Véronica n’est pas  mieux lotie: elle a certes l’argent, mais sa souffrance est à fleur de peau et de mots, faute de pouvoir incarner un autre rôle d’épargné, mais épargnante. Chaque acteur est magnifique de sincérité. Lautaro Perotti (Marito) porte la pièce à s’en saigner les veines. Il est au croisement de toutes les histoires comme s’il détenait les cartes du jeu : sa folie pose la question du sens des mots, des gestes et des mouvements. Il est le metteur en scène, le seul à ne jamais fuir: la crise l’a probablement rendu fou, constamment «habité» par le désir de nouer les liens familiaux.

Tout au long, je ris. Comme un réflexe vital pour ne pas sombrer avec eux.
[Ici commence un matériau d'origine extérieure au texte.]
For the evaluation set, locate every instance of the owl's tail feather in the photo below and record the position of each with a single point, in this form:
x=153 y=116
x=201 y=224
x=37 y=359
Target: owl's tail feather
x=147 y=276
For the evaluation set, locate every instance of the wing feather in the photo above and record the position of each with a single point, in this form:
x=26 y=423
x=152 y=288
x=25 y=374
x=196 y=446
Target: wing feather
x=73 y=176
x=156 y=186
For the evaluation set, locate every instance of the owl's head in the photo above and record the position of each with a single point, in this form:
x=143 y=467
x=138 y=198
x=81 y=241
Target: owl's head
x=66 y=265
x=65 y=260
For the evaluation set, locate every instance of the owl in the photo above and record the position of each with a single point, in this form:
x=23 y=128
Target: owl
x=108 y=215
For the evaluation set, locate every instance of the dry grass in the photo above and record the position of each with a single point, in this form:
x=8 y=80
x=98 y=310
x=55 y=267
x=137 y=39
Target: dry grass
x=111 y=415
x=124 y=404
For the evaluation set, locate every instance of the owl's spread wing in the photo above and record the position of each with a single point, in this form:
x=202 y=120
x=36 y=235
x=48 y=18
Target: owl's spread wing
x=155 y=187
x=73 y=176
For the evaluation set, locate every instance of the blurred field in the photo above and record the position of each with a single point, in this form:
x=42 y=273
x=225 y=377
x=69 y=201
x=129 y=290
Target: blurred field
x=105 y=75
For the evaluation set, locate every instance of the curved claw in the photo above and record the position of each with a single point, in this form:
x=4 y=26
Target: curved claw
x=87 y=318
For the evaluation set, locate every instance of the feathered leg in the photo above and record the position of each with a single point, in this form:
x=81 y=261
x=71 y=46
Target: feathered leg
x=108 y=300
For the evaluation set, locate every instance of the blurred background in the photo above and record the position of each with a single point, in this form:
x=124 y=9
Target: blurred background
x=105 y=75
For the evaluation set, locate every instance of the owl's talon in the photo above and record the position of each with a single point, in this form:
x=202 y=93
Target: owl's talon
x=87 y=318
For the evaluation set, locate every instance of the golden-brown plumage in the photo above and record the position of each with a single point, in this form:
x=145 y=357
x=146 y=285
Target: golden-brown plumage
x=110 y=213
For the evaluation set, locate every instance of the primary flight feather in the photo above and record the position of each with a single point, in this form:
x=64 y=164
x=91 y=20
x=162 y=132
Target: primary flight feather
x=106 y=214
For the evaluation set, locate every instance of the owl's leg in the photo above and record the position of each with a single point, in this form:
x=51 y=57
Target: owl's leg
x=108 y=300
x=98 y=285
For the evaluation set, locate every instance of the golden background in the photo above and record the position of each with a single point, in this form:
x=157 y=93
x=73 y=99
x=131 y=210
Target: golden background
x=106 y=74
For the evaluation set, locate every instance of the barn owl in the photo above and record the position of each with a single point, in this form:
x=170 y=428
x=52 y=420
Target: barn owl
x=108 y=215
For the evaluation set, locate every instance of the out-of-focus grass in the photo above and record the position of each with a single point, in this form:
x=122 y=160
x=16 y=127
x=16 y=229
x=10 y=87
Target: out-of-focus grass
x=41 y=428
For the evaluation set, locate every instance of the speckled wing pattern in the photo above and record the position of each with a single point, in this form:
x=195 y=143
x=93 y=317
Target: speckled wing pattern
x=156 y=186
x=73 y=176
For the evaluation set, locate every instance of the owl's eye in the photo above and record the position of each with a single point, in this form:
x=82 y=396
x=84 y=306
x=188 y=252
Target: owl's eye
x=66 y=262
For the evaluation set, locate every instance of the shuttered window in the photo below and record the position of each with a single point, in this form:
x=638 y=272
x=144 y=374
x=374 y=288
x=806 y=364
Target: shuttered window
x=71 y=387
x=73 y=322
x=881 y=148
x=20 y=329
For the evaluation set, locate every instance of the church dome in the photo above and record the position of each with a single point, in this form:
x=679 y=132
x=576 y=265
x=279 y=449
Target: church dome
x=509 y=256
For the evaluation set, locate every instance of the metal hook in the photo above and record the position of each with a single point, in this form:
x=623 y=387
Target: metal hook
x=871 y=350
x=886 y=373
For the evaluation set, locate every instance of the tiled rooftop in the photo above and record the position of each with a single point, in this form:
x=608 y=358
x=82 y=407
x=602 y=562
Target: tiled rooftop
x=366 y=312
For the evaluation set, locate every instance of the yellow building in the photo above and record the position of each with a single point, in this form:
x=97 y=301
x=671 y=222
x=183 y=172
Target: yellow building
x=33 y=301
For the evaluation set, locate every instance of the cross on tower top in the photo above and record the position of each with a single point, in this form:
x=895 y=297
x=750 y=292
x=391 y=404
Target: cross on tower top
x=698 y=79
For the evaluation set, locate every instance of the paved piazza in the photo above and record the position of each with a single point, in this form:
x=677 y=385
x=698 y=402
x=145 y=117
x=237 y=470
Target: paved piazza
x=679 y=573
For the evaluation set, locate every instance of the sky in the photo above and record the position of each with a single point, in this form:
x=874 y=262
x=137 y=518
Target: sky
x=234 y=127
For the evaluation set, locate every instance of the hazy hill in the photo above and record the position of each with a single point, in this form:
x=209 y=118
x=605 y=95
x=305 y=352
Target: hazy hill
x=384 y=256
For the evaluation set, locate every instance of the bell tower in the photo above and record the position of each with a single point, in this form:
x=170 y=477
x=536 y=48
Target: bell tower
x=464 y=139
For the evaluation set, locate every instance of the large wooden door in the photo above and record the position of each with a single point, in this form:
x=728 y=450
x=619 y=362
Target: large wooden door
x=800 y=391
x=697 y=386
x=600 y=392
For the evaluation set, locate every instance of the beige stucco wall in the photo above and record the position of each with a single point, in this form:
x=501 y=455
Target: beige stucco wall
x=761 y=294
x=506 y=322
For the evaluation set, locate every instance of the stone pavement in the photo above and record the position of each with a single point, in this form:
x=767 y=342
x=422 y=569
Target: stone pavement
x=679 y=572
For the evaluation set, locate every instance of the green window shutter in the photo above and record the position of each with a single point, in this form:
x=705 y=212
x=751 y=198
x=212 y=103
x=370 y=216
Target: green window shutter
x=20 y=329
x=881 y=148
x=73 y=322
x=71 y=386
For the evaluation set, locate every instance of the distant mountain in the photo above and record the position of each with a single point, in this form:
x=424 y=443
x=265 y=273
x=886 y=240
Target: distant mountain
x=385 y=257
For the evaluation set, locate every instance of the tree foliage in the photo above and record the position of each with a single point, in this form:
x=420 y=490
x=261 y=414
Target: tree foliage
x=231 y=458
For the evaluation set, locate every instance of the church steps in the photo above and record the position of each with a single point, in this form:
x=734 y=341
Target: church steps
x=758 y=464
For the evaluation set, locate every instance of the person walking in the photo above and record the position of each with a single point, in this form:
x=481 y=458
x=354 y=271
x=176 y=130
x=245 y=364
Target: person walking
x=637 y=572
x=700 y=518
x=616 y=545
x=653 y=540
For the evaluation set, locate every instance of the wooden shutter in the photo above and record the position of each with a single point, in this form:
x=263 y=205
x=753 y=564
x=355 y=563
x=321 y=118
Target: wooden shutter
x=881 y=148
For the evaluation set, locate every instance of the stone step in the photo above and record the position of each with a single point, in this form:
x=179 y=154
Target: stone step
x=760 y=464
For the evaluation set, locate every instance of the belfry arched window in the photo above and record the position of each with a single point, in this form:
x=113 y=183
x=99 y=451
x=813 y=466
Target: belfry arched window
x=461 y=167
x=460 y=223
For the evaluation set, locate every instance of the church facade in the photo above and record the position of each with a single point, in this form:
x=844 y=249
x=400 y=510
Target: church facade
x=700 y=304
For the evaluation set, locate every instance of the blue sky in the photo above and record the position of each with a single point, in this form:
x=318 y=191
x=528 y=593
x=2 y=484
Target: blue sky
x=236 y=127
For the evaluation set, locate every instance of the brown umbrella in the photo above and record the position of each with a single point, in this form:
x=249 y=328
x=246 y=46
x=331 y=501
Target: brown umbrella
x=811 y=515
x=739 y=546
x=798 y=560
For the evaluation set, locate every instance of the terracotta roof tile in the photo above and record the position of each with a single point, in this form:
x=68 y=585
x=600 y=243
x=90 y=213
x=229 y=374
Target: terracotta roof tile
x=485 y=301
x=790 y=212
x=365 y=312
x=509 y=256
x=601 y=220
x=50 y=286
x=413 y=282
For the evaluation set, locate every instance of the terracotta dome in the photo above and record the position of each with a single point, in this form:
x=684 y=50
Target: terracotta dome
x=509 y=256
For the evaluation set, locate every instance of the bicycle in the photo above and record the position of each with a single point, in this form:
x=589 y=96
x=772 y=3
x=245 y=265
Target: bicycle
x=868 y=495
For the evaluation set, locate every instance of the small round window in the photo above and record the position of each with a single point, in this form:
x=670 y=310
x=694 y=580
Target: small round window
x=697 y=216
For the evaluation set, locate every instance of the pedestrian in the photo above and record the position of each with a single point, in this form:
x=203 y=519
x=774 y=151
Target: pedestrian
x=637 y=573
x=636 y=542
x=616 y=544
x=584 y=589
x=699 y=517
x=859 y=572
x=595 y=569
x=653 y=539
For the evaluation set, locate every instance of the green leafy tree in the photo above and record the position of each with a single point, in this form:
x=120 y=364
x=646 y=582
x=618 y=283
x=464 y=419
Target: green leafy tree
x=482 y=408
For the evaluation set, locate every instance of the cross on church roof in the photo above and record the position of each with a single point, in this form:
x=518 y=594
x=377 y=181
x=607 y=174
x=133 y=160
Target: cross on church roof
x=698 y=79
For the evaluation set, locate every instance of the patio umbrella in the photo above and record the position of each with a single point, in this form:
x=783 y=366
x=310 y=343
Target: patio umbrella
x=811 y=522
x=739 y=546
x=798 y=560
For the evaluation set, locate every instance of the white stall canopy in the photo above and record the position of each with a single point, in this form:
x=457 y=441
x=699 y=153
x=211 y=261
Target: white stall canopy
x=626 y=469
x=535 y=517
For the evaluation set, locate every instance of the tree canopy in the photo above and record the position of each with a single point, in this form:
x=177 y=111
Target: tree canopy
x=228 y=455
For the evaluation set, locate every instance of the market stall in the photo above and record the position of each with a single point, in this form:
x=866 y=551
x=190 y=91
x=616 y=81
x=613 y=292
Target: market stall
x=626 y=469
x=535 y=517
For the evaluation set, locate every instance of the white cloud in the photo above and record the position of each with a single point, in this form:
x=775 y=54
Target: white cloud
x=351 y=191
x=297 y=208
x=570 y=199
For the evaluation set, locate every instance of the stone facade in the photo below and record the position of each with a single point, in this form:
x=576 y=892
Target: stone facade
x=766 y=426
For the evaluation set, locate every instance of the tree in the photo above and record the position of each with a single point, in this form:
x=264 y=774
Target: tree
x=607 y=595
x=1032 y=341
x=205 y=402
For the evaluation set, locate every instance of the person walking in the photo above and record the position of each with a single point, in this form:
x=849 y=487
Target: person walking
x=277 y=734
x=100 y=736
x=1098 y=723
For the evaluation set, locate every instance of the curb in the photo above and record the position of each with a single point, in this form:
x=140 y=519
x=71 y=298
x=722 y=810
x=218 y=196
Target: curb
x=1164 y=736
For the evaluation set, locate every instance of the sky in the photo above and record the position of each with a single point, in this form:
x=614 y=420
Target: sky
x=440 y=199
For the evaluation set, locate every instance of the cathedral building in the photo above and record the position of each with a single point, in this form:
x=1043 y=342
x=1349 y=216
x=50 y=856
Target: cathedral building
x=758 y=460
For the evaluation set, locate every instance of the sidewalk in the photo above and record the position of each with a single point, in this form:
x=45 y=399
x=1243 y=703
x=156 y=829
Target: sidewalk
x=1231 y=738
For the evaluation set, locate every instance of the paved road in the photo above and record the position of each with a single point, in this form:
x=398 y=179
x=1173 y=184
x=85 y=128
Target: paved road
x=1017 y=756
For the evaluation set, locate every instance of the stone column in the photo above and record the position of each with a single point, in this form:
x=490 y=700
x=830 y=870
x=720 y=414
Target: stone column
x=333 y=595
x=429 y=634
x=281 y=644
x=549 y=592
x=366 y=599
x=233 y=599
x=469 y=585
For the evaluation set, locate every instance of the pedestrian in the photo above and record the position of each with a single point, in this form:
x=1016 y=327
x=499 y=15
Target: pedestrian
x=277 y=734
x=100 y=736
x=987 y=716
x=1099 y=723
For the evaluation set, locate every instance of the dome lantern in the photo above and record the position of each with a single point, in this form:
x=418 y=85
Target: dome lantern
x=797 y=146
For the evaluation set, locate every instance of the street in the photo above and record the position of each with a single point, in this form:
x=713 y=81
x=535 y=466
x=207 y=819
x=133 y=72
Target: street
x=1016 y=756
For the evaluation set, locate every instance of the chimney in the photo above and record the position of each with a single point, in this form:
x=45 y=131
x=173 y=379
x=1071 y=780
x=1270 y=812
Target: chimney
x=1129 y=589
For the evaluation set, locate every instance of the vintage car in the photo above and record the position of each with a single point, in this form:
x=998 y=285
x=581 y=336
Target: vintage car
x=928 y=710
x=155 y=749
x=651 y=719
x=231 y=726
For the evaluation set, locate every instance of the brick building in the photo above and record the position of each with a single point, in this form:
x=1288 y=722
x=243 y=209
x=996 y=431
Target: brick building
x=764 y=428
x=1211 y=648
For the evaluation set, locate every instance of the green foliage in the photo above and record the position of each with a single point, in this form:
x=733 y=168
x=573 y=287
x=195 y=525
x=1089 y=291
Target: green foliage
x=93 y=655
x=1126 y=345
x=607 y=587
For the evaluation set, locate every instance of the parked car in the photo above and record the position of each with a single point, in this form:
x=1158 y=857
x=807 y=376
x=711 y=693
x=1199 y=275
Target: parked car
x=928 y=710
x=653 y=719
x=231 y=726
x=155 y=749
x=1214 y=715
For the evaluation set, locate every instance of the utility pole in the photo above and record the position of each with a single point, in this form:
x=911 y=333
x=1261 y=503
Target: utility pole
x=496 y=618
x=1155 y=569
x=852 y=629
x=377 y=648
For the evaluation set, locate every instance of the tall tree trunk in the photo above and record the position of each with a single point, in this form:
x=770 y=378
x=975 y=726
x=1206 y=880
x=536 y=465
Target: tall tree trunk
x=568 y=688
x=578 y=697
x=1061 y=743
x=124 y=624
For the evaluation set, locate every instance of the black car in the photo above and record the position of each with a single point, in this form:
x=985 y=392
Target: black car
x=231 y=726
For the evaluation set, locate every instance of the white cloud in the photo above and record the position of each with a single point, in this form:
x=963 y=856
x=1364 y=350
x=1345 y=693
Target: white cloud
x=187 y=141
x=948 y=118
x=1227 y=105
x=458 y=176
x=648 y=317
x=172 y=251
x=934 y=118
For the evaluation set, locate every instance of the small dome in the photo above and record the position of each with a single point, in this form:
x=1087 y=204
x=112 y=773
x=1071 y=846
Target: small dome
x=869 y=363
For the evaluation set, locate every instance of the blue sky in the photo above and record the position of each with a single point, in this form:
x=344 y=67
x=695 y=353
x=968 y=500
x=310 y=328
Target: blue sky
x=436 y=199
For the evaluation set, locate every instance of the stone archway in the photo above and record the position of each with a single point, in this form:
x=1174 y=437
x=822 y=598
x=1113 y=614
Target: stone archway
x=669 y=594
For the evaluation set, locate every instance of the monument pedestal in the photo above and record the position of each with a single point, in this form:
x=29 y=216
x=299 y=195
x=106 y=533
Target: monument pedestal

Je suis profondément touché par l’énergie du désespoir qu’ils déploient pour tout reconstruire. Ils laissent Marito seul dans cet appartement où nos lâchetés individuelles et nos peurs  lui imposent le silence. Marito va mourir. Notre sortie de crise fera place nette. Les vieux, les fous et les prisonniers, après avoir été nos boucs émissaires, disparaîtrons de nos champs de vision, une fois le chaos terminé.

Je ris et un frisson me traverse.

Nous préparons une nouvelle extermination.

En sourdine.

Pascal Bély, Le Tadorne

«La Omisión de la familia Coleman» de Claudio Tolcachir au Théâtre de la Criée de Marseille du 6 au 10 décembre 2011.

En tournée : les dates ici.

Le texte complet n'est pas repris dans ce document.